The arteriovenous fistula (AVF) is the lifeline for hemodialysis patients. However, there are currently no effective therapies promoting AVF maturation. AVF dilation by smooth muscle cell relaxation, through increased cyclic guanosine monophosphate (cGMP), is one potential mechanism to improve AVF remodeling. In this study, we examined the cGMP pathway and its inhibitor phosphodiesterase 5A (PDE5A) in rat, pig, and human AVF. We administered the PDE5A inhibitor, sildenafil, to rats with femoral AVFs and analyzed AVF histological and hemodynamic parameters. We observed that AVF creation increases PDE5A expression in rodent and porcine AVF models. Similarly, we observed an increase in PDE5A expression in the anastomotic regions of AVFs from hemodialysis patients when compared to pre-AVF placement. Sildenafil-treated rats showed significantly increased ultrasound-derived AVF volumetric blood flow and increased MRI-derived 3-dimensional lumen diameter when compared to controls. MRI-based computational fluid dynamics showed that sildenafil-treated rats had increased anastomotic hemodynamics compared to control rats. Histology showed similar intimal hyperplasia in sildenafil-treated and control rats. In conclusion, sildenafil treatment increases AVF vein outward expansion and blood flow without affecting the level of intimal hyperplasia. PDE5A inhibitors serve as a potential therapeutic approach to promote AVF maturation by enhancing outward vascular remodeling.

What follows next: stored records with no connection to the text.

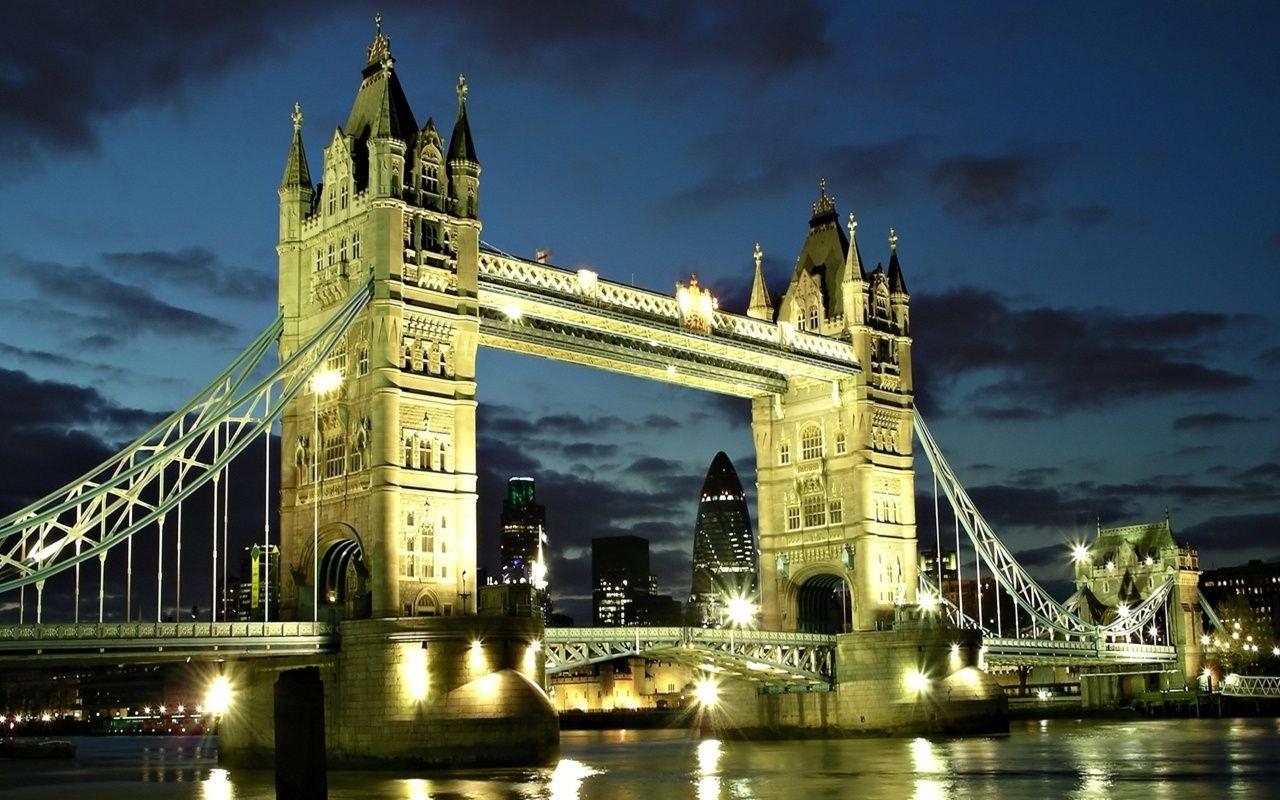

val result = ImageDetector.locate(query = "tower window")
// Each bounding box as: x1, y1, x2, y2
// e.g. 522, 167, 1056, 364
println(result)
800, 425, 822, 461
801, 494, 827, 527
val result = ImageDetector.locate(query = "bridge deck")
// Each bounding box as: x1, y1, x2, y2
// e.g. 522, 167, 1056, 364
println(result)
0, 622, 338, 667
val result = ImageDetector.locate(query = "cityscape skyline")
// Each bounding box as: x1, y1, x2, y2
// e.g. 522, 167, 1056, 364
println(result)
0, 4, 1280, 624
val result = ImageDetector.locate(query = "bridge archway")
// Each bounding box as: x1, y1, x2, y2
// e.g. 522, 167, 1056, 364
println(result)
317, 525, 371, 620
796, 572, 854, 634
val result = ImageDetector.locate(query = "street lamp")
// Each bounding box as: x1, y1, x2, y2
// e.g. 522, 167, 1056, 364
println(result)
311, 370, 342, 622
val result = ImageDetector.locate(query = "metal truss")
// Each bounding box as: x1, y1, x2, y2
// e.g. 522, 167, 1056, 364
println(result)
473, 251, 860, 397
0, 283, 371, 599
543, 627, 836, 691
0, 622, 338, 664
1222, 672, 1280, 699
913, 410, 1175, 640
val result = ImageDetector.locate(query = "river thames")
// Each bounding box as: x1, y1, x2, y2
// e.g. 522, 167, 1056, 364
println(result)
0, 718, 1280, 800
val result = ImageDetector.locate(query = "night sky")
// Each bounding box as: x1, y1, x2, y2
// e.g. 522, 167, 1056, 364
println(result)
0, 1, 1280, 622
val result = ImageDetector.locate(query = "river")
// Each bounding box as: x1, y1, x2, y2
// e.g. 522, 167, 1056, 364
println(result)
0, 719, 1280, 800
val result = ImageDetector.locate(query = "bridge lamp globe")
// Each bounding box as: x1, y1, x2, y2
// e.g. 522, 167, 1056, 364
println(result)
694, 675, 719, 708
205, 675, 233, 716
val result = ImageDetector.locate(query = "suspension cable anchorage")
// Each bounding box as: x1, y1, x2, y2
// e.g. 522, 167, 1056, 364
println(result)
0, 279, 372, 588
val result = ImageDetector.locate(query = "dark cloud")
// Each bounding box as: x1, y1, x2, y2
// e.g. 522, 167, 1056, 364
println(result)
660, 136, 929, 216
1178, 512, 1280, 556
911, 287, 1254, 416
1172, 411, 1257, 430
102, 247, 276, 301
4, 255, 236, 339
1062, 204, 1111, 228
929, 154, 1055, 228
0, 0, 330, 163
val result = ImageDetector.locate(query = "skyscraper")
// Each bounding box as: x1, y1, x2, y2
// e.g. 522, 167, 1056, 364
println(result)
498, 477, 547, 584
689, 451, 760, 627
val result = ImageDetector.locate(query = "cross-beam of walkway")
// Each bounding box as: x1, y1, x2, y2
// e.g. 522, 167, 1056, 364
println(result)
471, 251, 860, 397
544, 627, 836, 691
0, 622, 338, 667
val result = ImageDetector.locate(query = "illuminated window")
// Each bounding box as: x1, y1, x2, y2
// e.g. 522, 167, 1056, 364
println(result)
324, 431, 346, 477
801, 494, 827, 527
787, 506, 800, 530
800, 425, 822, 461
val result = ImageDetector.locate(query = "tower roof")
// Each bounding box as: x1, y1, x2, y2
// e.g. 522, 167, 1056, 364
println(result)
746, 242, 773, 320
280, 102, 312, 189
343, 14, 417, 142
449, 76, 480, 164
888, 228, 910, 294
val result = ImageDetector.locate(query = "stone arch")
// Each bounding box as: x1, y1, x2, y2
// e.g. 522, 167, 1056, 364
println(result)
312, 522, 371, 620
794, 570, 855, 634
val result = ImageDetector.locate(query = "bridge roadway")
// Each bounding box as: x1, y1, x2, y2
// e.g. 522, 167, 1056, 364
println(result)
0, 622, 1172, 675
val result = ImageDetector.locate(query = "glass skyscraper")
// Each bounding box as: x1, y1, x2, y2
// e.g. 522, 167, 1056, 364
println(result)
689, 451, 760, 627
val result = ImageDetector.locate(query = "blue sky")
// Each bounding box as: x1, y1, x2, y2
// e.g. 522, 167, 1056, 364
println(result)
0, 1, 1280, 617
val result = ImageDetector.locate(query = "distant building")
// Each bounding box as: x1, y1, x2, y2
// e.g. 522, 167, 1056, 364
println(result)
498, 477, 552, 622
591, 536, 681, 627
689, 451, 760, 627
1201, 559, 1280, 632
234, 544, 280, 622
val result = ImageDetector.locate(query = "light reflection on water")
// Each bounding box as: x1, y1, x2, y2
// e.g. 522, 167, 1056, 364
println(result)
0, 719, 1280, 800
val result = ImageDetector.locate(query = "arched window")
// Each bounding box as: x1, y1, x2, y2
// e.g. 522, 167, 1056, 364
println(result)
800, 425, 822, 461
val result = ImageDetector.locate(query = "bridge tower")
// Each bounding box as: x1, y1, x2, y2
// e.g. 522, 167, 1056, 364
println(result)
278, 20, 480, 620
749, 182, 916, 632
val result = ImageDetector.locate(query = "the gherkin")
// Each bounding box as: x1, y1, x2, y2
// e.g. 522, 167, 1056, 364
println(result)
689, 451, 760, 627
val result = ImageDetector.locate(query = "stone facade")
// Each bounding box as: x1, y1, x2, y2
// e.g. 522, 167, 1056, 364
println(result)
278, 24, 480, 618
750, 187, 916, 632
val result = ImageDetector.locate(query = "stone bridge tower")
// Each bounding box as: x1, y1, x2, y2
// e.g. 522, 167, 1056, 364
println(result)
278, 23, 480, 620
748, 184, 916, 632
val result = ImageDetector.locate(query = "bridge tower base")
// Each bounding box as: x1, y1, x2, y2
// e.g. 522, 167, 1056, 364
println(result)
218, 617, 559, 769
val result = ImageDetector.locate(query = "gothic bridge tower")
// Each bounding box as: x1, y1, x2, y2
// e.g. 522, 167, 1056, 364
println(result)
748, 182, 916, 632
278, 22, 480, 620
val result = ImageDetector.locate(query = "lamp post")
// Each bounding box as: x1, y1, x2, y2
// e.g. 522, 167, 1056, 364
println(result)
311, 370, 342, 622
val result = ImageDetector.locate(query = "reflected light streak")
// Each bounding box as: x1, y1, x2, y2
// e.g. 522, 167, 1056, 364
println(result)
547, 758, 600, 800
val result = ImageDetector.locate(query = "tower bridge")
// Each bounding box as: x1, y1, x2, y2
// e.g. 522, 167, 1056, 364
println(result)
0, 20, 1218, 763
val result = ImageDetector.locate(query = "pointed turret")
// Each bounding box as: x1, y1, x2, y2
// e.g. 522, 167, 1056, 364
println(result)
448, 74, 480, 219
888, 228, 910, 296
279, 102, 316, 242
746, 242, 773, 323
280, 102, 312, 189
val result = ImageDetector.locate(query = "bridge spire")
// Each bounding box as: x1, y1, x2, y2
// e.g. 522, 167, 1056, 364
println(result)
746, 242, 773, 323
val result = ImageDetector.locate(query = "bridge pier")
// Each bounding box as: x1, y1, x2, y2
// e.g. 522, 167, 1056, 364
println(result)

Keywords: PDE5A; arteriovenous fistula; hemodialysis; sildenafil; vascular access; vascular remodeling.

FIGURE 1

PDE5A expression after AVF creation surgery in rats. (a) Representative immunofluorescence of PDE5A, smooth muscle actin (α‐SMA), and DAPI in contralateral control veins and AVF veins 7 days after AVF creation surgery. Boxed images are at 40x magnification. (b) Representative western blot and densitometric analysis (n = 4/group).

FIGURE 2

PDE5A expression after AVF creation surgery in pigs. Representative immunofluorescence staining of PDE5A, smooth muscle actin (α‐SMA), and DAPI in contralateral control veins and AVF veins 7 days after AVF surgery. Boxed images are at 40x magnification.

FIGURE 3

PDE5A expression in ESKD patient tissues before and after AVF surgery. Representative immunofluorescence staining of PDE5A, smooth muscle actin (α‐SMA), and DAPI from the vein prior to AVF creation surgery (1st stage) and at the AVF anastomotic region after AVF creation surgery (2nd stage).

FIGURE 4

Intimal hyperplasia in rats after sildenafil treatment. Left panels show representative images of Russell‐Movat pentachrome staining of control (left) and sildenafil (middle) treated rats. Right panel shows intimal hyperplasia quantification as the ratio of intima to media area from AVF veins of control and sildenafil treated rats 7 and 28 days after AVF surgery (N = 3‐6/group).

FIGURE 5

Ultrasound and volumetric flow of sildenafil‐treated rats. (a) Representative B mode Doppler color images and waveform of AVF vein and arteries from sildenafil and control treated rats. (b) Volumetric blood flow (mL/min) quantification of vein (left panel) and artery (right panel). N = 6 in each group. Exact p value is for AVF – No treatment vs. AVF – Sildenafil. p < 0.0001 for AVF – No treatment and AVF – Sildenafil compared to contralateral controls at Day 7 or Day 28. In this figure, “No treatment” refers to control‐treated rats.

FIGURE 6

Hemodynamics of rat AVF at 21 days after creation surgery. (a) Wall shear stress (WSS) and (b) vorticity color maps of longitudinal and radial slices at systole and diastole. The black line in the longitudinal slices show location of respective radial slices. (c) WSS and (d) vorticity over a cardiac cycle. Data in (c, d) extracted from radial slices in (a, b). Error bars show ± SD. Control was significantly different from sildenafil when averaged over the cardiac cycle (p < 0.001, n = 44 data points; 4 rats/group).